Occorre dunque risalire “a monte” per individuare nella decisione stessa dell’ABF, prima e a prescindere dall’eventuale provvedimento sanzionatorio, un atto di natura amministrativa: ciò che ben si coniuga con il riconoscimento all’ABF, correttamente operato in seno alla medesima dottrina qui criticata, del ruolo di organo della pubblica amministrazione, operante mediante l’esercizio di una potere connotato in termini di discrezionalità, sebbene sia questa una discrezionalità di tipo meramente tecnico (88).

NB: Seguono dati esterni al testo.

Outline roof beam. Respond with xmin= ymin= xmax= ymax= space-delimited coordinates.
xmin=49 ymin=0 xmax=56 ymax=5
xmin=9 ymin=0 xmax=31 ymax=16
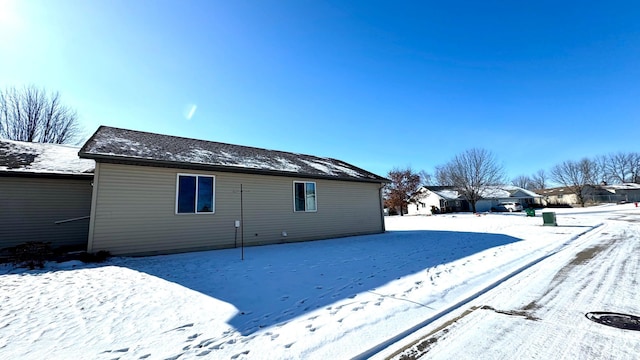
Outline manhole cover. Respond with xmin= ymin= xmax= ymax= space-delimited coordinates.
xmin=585 ymin=312 xmax=640 ymax=331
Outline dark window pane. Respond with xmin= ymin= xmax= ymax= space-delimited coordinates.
xmin=305 ymin=183 xmax=316 ymax=211
xmin=178 ymin=176 xmax=196 ymax=213
xmin=198 ymin=176 xmax=213 ymax=212
xmin=293 ymin=183 xmax=305 ymax=211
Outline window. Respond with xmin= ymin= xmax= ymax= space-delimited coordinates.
xmin=293 ymin=181 xmax=318 ymax=211
xmin=176 ymin=174 xmax=215 ymax=214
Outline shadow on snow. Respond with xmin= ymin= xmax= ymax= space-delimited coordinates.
xmin=123 ymin=231 xmax=520 ymax=335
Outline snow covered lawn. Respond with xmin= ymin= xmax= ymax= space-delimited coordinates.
xmin=0 ymin=205 xmax=637 ymax=359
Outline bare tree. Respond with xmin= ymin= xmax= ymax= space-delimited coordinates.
xmin=511 ymin=175 xmax=533 ymax=190
xmin=436 ymin=148 xmax=505 ymax=212
xmin=0 ymin=86 xmax=80 ymax=144
xmin=551 ymin=158 xmax=597 ymax=207
xmin=385 ymin=167 xmax=422 ymax=216
xmin=605 ymin=152 xmax=638 ymax=183
xmin=529 ymin=169 xmax=549 ymax=190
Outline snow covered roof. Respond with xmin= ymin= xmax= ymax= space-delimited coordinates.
xmin=80 ymin=126 xmax=388 ymax=182
xmin=480 ymin=185 xmax=542 ymax=199
xmin=0 ymin=139 xmax=95 ymax=176
xmin=421 ymin=185 xmax=542 ymax=200
xmin=603 ymin=183 xmax=640 ymax=190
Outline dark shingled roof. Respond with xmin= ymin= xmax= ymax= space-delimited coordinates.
xmin=79 ymin=126 xmax=389 ymax=182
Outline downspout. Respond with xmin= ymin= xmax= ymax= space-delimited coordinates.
xmin=378 ymin=183 xmax=387 ymax=232
xmin=87 ymin=161 xmax=100 ymax=253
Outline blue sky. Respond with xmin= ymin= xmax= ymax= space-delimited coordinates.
xmin=0 ymin=0 xmax=640 ymax=178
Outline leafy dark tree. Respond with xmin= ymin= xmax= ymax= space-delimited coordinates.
xmin=436 ymin=148 xmax=505 ymax=212
xmin=0 ymin=86 xmax=80 ymax=144
xmin=551 ymin=158 xmax=598 ymax=207
xmin=385 ymin=167 xmax=422 ymax=216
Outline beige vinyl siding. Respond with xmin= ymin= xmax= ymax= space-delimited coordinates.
xmin=89 ymin=163 xmax=383 ymax=254
xmin=0 ymin=176 xmax=91 ymax=249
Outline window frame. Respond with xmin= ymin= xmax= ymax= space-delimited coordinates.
xmin=293 ymin=180 xmax=318 ymax=213
xmin=174 ymin=173 xmax=216 ymax=215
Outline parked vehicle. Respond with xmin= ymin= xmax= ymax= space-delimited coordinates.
xmin=500 ymin=202 xmax=523 ymax=212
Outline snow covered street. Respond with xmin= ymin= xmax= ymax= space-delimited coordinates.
xmin=0 ymin=204 xmax=640 ymax=359
xmin=377 ymin=207 xmax=640 ymax=359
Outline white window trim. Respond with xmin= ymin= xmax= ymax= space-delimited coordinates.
xmin=174 ymin=173 xmax=216 ymax=215
xmin=293 ymin=181 xmax=318 ymax=213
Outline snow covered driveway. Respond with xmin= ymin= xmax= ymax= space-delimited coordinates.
xmin=377 ymin=210 xmax=640 ymax=359
xmin=0 ymin=206 xmax=640 ymax=359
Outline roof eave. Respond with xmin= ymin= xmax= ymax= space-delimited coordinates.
xmin=78 ymin=150 xmax=391 ymax=184
xmin=0 ymin=170 xmax=93 ymax=179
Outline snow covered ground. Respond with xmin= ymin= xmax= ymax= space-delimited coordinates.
xmin=0 ymin=204 xmax=640 ymax=359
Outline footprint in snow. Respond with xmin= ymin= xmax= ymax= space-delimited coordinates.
xmin=231 ymin=350 xmax=249 ymax=359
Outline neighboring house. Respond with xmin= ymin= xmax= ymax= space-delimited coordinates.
xmin=408 ymin=185 xmax=541 ymax=215
xmin=476 ymin=185 xmax=542 ymax=212
xmin=537 ymin=185 xmax=618 ymax=207
xmin=602 ymin=183 xmax=640 ymax=202
xmin=0 ymin=139 xmax=95 ymax=250
xmin=538 ymin=183 xmax=640 ymax=206
xmin=79 ymin=126 xmax=389 ymax=255
xmin=407 ymin=186 xmax=470 ymax=215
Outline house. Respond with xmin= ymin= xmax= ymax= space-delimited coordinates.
xmin=476 ymin=185 xmax=542 ymax=212
xmin=602 ymin=183 xmax=640 ymax=202
xmin=0 ymin=139 xmax=95 ymax=250
xmin=79 ymin=126 xmax=389 ymax=255
xmin=538 ymin=183 xmax=640 ymax=207
xmin=408 ymin=185 xmax=541 ymax=215
xmin=407 ymin=186 xmax=470 ymax=215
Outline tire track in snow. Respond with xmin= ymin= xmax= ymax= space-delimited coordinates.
xmin=352 ymin=223 xmax=604 ymax=360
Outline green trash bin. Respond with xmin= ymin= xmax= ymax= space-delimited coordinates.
xmin=542 ymin=212 xmax=558 ymax=226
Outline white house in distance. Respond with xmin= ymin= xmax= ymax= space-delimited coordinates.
xmin=407 ymin=185 xmax=542 ymax=215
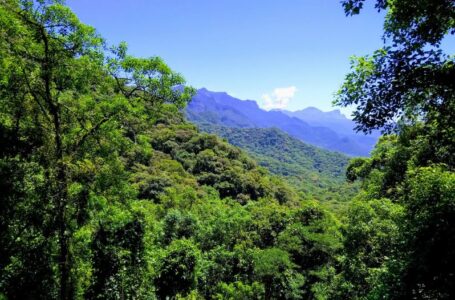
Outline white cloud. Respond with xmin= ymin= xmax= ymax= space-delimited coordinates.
xmin=262 ymin=86 xmax=297 ymax=110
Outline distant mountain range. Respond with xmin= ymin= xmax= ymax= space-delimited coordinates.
xmin=200 ymin=124 xmax=358 ymax=211
xmin=186 ymin=88 xmax=379 ymax=156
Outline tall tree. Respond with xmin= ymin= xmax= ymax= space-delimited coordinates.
xmin=0 ymin=0 xmax=191 ymax=299
xmin=335 ymin=0 xmax=455 ymax=299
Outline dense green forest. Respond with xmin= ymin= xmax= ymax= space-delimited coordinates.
xmin=0 ymin=0 xmax=455 ymax=299
xmin=199 ymin=124 xmax=358 ymax=214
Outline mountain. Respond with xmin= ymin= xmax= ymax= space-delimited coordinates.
xmin=186 ymin=88 xmax=375 ymax=156
xmin=200 ymin=124 xmax=358 ymax=211
xmin=281 ymin=107 xmax=380 ymax=149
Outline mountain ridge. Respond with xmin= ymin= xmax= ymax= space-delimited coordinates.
xmin=186 ymin=88 xmax=377 ymax=156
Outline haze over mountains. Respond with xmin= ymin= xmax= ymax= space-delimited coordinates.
xmin=186 ymin=88 xmax=379 ymax=156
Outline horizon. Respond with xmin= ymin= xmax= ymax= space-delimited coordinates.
xmin=67 ymin=0 xmax=390 ymax=116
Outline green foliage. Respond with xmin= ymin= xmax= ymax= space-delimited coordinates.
xmin=336 ymin=0 xmax=455 ymax=299
xmin=201 ymin=124 xmax=358 ymax=213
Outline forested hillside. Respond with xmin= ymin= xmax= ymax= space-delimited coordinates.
xmin=0 ymin=0 xmax=455 ymax=300
xmin=186 ymin=88 xmax=378 ymax=156
xmin=199 ymin=125 xmax=358 ymax=211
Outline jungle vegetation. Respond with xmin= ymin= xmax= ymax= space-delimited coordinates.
xmin=0 ymin=0 xmax=455 ymax=299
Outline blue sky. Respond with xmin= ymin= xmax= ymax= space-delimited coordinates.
xmin=67 ymin=0 xmax=452 ymax=114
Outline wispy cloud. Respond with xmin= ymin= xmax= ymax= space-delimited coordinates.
xmin=262 ymin=86 xmax=297 ymax=110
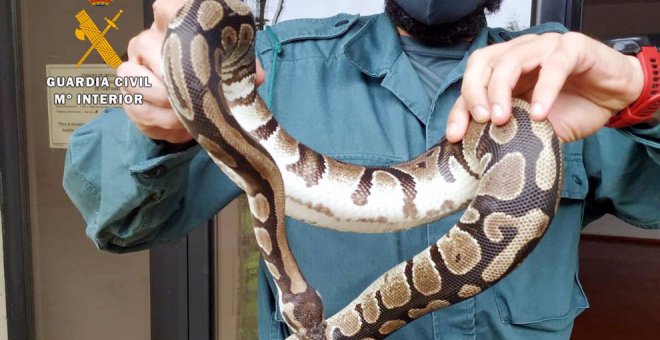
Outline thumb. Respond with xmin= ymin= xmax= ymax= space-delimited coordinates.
xmin=254 ymin=59 xmax=266 ymax=87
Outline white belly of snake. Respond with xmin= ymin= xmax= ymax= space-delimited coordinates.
xmin=163 ymin=0 xmax=563 ymax=339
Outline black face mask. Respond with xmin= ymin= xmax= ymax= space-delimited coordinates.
xmin=385 ymin=0 xmax=502 ymax=46
xmin=395 ymin=0 xmax=486 ymax=26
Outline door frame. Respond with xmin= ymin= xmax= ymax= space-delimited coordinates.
xmin=0 ymin=0 xmax=35 ymax=340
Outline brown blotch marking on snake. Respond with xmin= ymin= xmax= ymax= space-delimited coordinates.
xmin=458 ymin=284 xmax=481 ymax=298
xmin=380 ymin=262 xmax=412 ymax=309
xmin=378 ymin=320 xmax=406 ymax=335
xmin=220 ymin=26 xmax=238 ymax=59
xmin=481 ymin=209 xmax=550 ymax=282
xmin=203 ymin=92 xmax=308 ymax=294
xmin=164 ymin=34 xmax=195 ymax=121
xmin=408 ymin=300 xmax=450 ymax=319
xmin=326 ymin=157 xmax=365 ymax=185
xmin=477 ymin=152 xmax=526 ymax=201
xmin=190 ymin=34 xmax=211 ymax=86
xmin=412 ymin=251 xmax=442 ymax=296
xmin=197 ymin=1 xmax=225 ymax=31
xmin=281 ymin=302 xmax=303 ymax=329
xmin=287 ymin=196 xmax=335 ymax=218
xmin=374 ymin=171 xmax=399 ymax=190
xmin=264 ymin=260 xmax=282 ymax=281
xmin=531 ymin=122 xmax=557 ymax=191
xmin=462 ymin=123 xmax=486 ymax=174
xmin=351 ymin=168 xmax=419 ymax=219
xmin=248 ymin=193 xmax=270 ymax=223
xmin=169 ymin=1 xmax=194 ymax=29
xmin=286 ymin=144 xmax=326 ymax=187
xmin=197 ymin=135 xmax=237 ymax=168
xmin=275 ymin=128 xmax=298 ymax=157
xmin=437 ymin=228 xmax=481 ymax=275
xmin=360 ymin=292 xmax=380 ymax=324
xmin=225 ymin=0 xmax=250 ymax=16
xmin=254 ymin=227 xmax=273 ymax=255
xmin=488 ymin=115 xmax=518 ymax=145
xmin=355 ymin=216 xmax=387 ymax=224
xmin=461 ymin=206 xmax=481 ymax=224
xmin=252 ymin=118 xmax=279 ymax=140
xmin=333 ymin=309 xmax=362 ymax=336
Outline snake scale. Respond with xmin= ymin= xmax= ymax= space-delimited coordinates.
xmin=162 ymin=0 xmax=563 ymax=339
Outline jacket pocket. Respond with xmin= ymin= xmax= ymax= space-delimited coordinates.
xmin=493 ymin=274 xmax=589 ymax=331
xmin=493 ymin=142 xmax=589 ymax=331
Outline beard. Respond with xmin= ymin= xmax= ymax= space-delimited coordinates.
xmin=385 ymin=0 xmax=502 ymax=47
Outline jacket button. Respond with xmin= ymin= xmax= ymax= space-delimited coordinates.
xmin=573 ymin=175 xmax=582 ymax=185
xmin=142 ymin=164 xmax=165 ymax=179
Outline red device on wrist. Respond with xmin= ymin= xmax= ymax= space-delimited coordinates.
xmin=606 ymin=37 xmax=660 ymax=128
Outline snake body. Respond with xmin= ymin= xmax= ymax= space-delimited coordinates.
xmin=163 ymin=0 xmax=563 ymax=339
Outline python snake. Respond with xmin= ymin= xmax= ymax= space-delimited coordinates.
xmin=162 ymin=0 xmax=563 ymax=339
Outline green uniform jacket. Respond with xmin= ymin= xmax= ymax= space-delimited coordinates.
xmin=64 ymin=14 xmax=660 ymax=340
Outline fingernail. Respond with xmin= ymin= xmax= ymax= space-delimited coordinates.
xmin=532 ymin=103 xmax=543 ymax=118
xmin=492 ymin=104 xmax=504 ymax=119
xmin=474 ymin=105 xmax=488 ymax=123
xmin=447 ymin=122 xmax=458 ymax=137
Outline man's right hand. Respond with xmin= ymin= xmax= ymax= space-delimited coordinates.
xmin=117 ymin=0 xmax=265 ymax=144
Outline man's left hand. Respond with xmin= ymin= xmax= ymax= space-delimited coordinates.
xmin=447 ymin=32 xmax=644 ymax=142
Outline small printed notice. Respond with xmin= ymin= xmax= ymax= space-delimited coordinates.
xmin=45 ymin=64 xmax=151 ymax=149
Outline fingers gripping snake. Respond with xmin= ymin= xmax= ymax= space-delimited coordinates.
xmin=163 ymin=0 xmax=563 ymax=339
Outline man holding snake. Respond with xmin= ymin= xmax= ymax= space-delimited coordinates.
xmin=64 ymin=0 xmax=660 ymax=339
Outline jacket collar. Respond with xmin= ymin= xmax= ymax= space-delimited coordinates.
xmin=343 ymin=14 xmax=490 ymax=124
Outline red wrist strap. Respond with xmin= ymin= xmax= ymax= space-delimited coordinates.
xmin=606 ymin=46 xmax=660 ymax=128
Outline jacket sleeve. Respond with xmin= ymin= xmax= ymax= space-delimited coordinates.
xmin=63 ymin=110 xmax=239 ymax=253
xmin=584 ymin=125 xmax=660 ymax=229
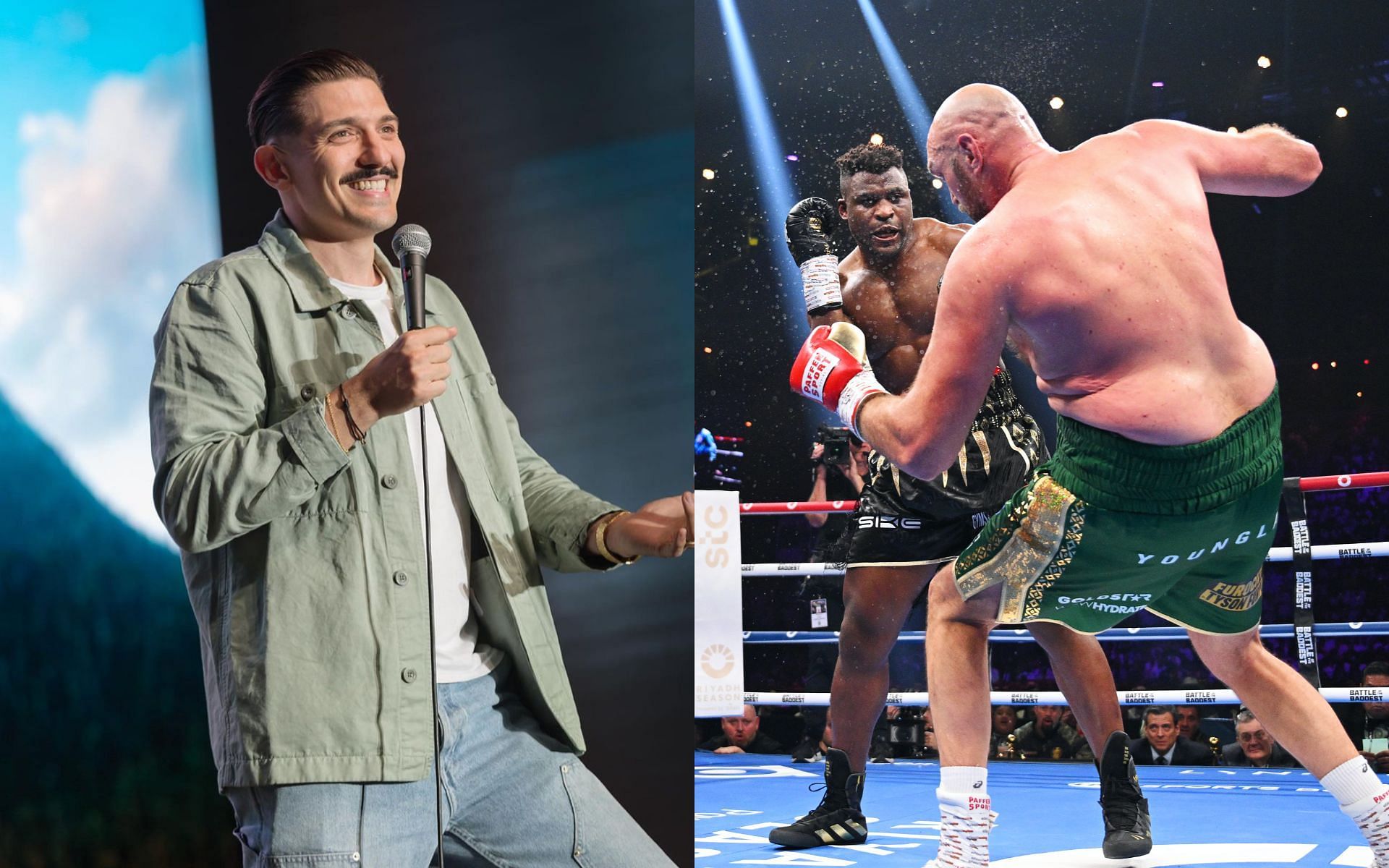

Né il risultato qui proposto può dirsi smentito dalla sicura inidoneità delle decisioni dell’ABF a incidere sul rapporto di diritto sostanziale su cui è sorta controversia, poiché questa inefficacia non esclude affatto che la decisione favorevole al cliente possa esprimere la sua portata vincolante sul diverso piano delle relazioni – “verticali”, diciamo così – intercorrenti tra l’intermediario e gli organi posti a presidio del settore creditizio (89).

Su queste basi sembra potersi ritenere che la decisione di accoglimento della richiesta del cliente vada intesa e qualificata come un atto con cui l’ABF, agendo nell’ambito del rapporto di natura pubblicistica che lega Banca d’Italia ai soggetti su cui questa svolge la sua funzione di vigilanza, emana un ordine nei confronti dell’intermediario verso il quale il ricorso è stato proposto (90). Un tale atto, se dunque non è destinato ad incidere – lo si ripete – sul rapporto giuridico (privatistico) oggetto di controversia, nondimeno determina, in virtù dei poteri autoritativi che fanno capo alla Banca d’Italia, l’imposizione all’intermediario di un comportamento e

86 FINOCCHIARIO, L’arbitro bancario finanziario tra funzioni di tutela e di vigilanza, cit., p. 254 e 297.

87 FINOCCHIARIO, L’arbitro bancario finanziario tra funzioni di tutela e di vigilanza, cit., p. 263 s. e 353.

88 FINOCCHIARIO, L’arbitro bancario finanziario tra funzioni di tutela e di vigilanza, cit., p. 343 ss.

89 Si veda ancora, del resto, FINOCCHIARIO, L’arbitro bancario finanziario tra funzioni di tutela e di vigilanza, cit., p. 362 ss., il quale, dopo aver sostenuto che le decisioni dell’ABF costituirebbe atti simili ad un parere pro veritate, privi di qualunque effetto incidente sulla sfera giuridica delle parti, afferma che il fondamentale scopo dell’istituzione dell’ABF consisteva, almeno in origine, «nell’aver l’Autorità creditizia sostanzialmente delegato a questo lo svolgimento della funzione di vigilanza sugli intermediari nell’amplissimo settore della trasparenza delle condizioni contrattuali e di correttezza nei rapporti con la clientela», concludendo infine che «alla luce del particolare rapporto da cui sono legati Autorità creditizia e intermediari» sarebbe dato comprendere la vasta serie di «obblighi» su questi gravanti in relazione al sistema dell’ABF, tra cui l’obbligo di «adempiere alla decisione di accoglimento del ricorso del cliente».

90 Perciò, mentre è vero che la pronuncia dell’ABF non produce «alcun effetto giuridico tra le parti della controversia», non sembra si possa anche dire che da essa non scaturirebbe «alcun’altra conseguenza classificabile come effetto giuridico» (così, invece, RUPERTO, L’«Arbitro Bancario Finanziario», cit., p.

332 ss.; ma si veda anche Corte Cost., ord. 21.7.2011, n. 218, secondo cui la decisione «non assume, in realtà, alcun valore cogente per nessuna delle parti “in causa”»).